An alliance is generally formed to meet certain breed, health, management, carcass, or niche market specifications and involves coordination among industry segments through retained ownership. These specifications depend upon the marketing objectives of the alliance, and premiums and discounts are given according to how well a calf meets these specifications. Alliances that target multiple specifications such as cutability, quality grade, and organic production are available to producers with either small or large enterprises because there is a wide range in the minimum number of head required to participate.
The key to taking advantage of this marketing option is finding an alliance that fits the calves you produce and then consistently producing those calves. Therefore, questions you have to answer in order to participate in an alliance are, Do I know how my cattle perform when they leave my ranch? and, Am I willing to receive payment according to this performance? If the answer to the first question is no, then the answer to the second question should be heck no. However, if the answer to the first question is yes, then the answer to the second question could be maybe, depending upon what your best marketing option is. For example, according to the USDA Market News Service (week ending 6/17/01), the return for steers expected to grade 80 percent choice (sold live) and those known to grade 80 percent choice (sold on the rail) was $953.69 and $993.59 per head, respectively. You can use this information, along with the knowledge of whether you produce calves that do or do not have the ability to marble, to make about $40 per head by selectively marketing the type of calves you produce.

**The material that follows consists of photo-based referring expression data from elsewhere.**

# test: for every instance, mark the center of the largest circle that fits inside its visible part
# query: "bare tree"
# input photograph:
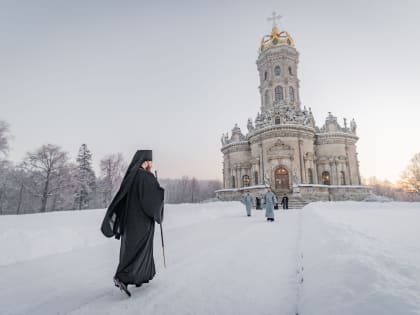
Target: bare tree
(4, 138)
(47, 169)
(410, 179)
(85, 178)
(112, 167)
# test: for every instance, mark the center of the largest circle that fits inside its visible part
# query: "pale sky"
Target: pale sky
(172, 76)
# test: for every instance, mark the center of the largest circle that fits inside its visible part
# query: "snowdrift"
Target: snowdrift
(360, 258)
(25, 237)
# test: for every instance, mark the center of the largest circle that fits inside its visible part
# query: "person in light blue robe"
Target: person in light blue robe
(270, 201)
(247, 200)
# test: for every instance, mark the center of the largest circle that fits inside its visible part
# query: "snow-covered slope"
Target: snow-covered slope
(360, 258)
(329, 258)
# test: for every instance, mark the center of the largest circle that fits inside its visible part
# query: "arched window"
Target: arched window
(342, 178)
(245, 181)
(267, 98)
(291, 94)
(278, 93)
(326, 178)
(310, 176)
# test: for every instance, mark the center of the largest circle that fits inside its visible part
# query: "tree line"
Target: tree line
(47, 179)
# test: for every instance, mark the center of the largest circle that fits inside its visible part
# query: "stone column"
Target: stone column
(300, 160)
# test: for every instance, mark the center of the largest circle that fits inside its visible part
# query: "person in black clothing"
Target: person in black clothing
(285, 202)
(131, 216)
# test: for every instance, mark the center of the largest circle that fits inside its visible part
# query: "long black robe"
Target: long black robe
(131, 216)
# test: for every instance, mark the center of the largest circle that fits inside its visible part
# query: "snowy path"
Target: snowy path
(228, 264)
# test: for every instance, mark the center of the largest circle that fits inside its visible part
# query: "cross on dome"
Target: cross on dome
(274, 17)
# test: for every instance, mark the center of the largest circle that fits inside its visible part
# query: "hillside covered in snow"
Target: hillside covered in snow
(329, 258)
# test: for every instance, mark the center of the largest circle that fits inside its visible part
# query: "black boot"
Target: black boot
(123, 287)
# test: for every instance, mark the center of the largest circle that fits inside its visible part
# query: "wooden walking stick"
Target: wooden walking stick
(161, 237)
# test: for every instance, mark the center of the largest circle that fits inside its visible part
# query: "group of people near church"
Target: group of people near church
(270, 202)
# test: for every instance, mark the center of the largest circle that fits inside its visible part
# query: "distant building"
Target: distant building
(283, 148)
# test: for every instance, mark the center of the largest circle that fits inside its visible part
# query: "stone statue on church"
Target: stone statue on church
(250, 126)
(353, 126)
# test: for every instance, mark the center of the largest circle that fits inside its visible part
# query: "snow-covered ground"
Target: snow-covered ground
(329, 258)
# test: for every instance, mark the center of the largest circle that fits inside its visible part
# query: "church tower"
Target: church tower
(277, 65)
(283, 148)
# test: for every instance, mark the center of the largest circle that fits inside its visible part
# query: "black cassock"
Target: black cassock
(131, 217)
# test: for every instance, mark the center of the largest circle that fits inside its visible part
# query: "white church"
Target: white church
(284, 148)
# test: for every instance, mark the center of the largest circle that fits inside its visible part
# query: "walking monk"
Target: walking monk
(131, 216)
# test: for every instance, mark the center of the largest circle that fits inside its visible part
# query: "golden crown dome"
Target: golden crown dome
(277, 38)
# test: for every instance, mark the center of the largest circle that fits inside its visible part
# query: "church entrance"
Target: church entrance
(281, 177)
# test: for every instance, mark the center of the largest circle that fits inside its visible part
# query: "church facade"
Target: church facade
(284, 148)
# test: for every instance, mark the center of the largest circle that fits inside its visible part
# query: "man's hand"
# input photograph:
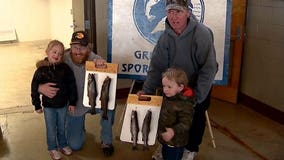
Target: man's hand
(71, 109)
(100, 63)
(140, 93)
(39, 111)
(48, 89)
(168, 135)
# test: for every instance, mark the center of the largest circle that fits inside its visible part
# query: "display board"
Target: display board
(141, 107)
(100, 75)
(135, 26)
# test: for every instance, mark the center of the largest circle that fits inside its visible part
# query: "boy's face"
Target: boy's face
(79, 53)
(170, 87)
(55, 54)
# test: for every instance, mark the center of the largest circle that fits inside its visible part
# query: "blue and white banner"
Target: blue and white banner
(135, 26)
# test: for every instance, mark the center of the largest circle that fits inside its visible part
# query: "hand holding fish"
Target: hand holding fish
(100, 63)
(140, 93)
(71, 109)
(48, 89)
(168, 135)
(39, 111)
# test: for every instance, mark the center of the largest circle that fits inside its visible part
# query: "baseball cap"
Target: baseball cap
(178, 4)
(80, 37)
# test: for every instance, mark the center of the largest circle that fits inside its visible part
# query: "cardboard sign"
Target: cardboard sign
(141, 106)
(100, 75)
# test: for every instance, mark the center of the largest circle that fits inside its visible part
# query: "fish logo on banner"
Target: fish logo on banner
(150, 15)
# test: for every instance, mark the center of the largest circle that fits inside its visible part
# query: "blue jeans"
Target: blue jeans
(172, 153)
(76, 132)
(55, 127)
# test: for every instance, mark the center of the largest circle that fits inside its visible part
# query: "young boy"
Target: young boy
(176, 113)
(52, 69)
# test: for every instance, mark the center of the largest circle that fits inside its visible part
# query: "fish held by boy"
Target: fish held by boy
(146, 129)
(105, 96)
(92, 92)
(134, 129)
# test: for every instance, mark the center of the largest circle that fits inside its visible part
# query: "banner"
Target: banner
(135, 26)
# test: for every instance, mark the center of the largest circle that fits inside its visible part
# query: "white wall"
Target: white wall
(37, 19)
(262, 72)
(61, 20)
(30, 18)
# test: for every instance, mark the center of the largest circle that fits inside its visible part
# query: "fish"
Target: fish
(134, 129)
(105, 96)
(92, 92)
(146, 127)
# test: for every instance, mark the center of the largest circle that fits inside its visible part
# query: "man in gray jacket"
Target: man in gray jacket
(186, 44)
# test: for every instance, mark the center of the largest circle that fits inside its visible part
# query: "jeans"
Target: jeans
(55, 127)
(76, 132)
(172, 153)
(197, 128)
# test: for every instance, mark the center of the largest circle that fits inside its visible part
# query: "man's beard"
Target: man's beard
(79, 59)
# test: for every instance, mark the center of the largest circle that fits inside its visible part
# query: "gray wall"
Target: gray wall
(102, 22)
(262, 73)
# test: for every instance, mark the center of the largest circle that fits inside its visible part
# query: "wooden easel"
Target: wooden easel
(136, 87)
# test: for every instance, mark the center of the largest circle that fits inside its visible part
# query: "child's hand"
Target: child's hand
(168, 135)
(71, 109)
(39, 111)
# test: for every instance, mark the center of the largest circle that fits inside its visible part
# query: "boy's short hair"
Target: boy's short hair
(53, 43)
(176, 74)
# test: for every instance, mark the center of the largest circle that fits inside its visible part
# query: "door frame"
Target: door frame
(230, 92)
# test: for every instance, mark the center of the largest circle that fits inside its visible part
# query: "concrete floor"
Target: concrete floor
(240, 133)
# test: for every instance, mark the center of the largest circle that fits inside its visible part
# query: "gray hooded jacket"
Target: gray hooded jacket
(193, 51)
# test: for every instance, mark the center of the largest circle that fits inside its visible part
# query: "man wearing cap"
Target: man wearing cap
(186, 44)
(79, 53)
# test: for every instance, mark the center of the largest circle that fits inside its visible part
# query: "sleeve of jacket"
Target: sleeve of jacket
(185, 116)
(35, 95)
(206, 57)
(72, 89)
(158, 64)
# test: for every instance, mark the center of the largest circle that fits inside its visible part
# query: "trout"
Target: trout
(146, 129)
(92, 92)
(134, 129)
(105, 96)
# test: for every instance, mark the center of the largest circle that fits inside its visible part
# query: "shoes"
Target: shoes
(54, 154)
(187, 155)
(66, 150)
(108, 149)
(158, 153)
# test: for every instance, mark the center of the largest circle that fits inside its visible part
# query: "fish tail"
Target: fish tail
(93, 111)
(105, 116)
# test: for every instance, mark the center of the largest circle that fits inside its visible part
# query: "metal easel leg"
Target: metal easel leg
(119, 125)
(210, 130)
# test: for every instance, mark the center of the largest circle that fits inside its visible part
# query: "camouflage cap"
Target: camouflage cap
(177, 4)
(80, 37)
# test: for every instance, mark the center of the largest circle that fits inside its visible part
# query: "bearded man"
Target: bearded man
(75, 57)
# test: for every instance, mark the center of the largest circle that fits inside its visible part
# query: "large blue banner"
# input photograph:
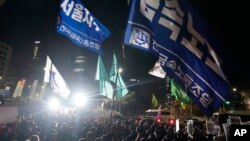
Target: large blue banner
(173, 30)
(80, 26)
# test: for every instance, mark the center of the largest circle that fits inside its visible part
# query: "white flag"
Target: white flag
(157, 70)
(55, 79)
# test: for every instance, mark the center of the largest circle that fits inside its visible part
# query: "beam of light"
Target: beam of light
(80, 100)
(54, 104)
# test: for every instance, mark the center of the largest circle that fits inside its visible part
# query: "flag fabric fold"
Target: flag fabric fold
(57, 82)
(174, 32)
(80, 26)
(105, 86)
(115, 77)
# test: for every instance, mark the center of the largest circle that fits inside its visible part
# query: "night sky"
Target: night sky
(24, 21)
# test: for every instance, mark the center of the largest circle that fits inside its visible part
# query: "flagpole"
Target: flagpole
(113, 100)
(114, 92)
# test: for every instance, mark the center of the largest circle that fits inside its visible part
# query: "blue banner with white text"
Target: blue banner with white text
(172, 30)
(80, 26)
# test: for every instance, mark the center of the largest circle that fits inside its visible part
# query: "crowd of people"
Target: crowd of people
(53, 126)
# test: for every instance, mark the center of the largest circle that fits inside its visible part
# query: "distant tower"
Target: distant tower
(36, 66)
(5, 55)
(36, 51)
(80, 75)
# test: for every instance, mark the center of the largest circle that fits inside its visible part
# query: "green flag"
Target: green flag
(115, 76)
(178, 92)
(155, 102)
(106, 88)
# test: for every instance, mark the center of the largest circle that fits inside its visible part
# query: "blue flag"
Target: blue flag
(80, 26)
(173, 31)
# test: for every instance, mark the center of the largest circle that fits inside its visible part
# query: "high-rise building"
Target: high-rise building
(36, 66)
(5, 54)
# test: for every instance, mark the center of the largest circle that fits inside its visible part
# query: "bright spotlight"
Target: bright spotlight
(54, 104)
(80, 100)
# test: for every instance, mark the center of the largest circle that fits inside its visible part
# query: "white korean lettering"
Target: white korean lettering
(67, 8)
(173, 11)
(187, 80)
(170, 25)
(77, 12)
(146, 10)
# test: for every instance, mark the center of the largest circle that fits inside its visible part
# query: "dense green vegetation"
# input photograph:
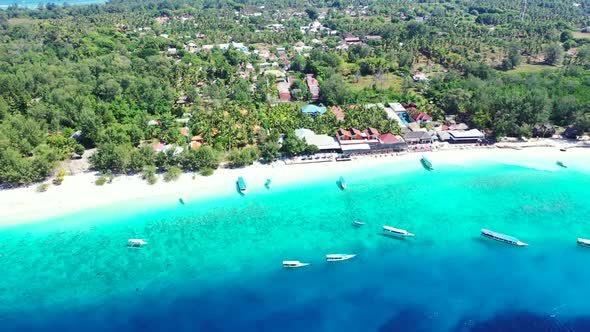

Participation in an alliance is not a good idea when you have no information regarding the quality of calves being produced. Services such as the Noble Research Institute's Retained Ownership Program (ROP) and Texas A&M's Ranch to Rail Program are available to enable you to collect benchmark information pertaining to calf performance and help you determine which alliance is right for you. The number of cattle in the ROP has increased dramatically throughout the last five years (figure 2), and the information that has been collected has helped producers and foundation livestock specialists make decisions regarding genetic, health, and breeding management.
Regardless of whether you market through a beef cooperative or an alliance, the price you receive will depend upon how you use knowledge. In a cooperative, you are paid for providing knowledge that pertains to on-farm management practices and is beneficial to upstream segments of the industry. Conversely, in an alliance success depends upon obtaining knowledge from upstream industry segments and implementing management and marketing strategies that complement this knowledge. In either case, there are risks that do not accompany traditional marketing methods, and information has to be exchanged within the beef industry. However, both of these marketing approaches remove you from selling on the averages and will allow you to be a knowledge-based price negotiator instead of a price taker when it comes time to make a marketing decision.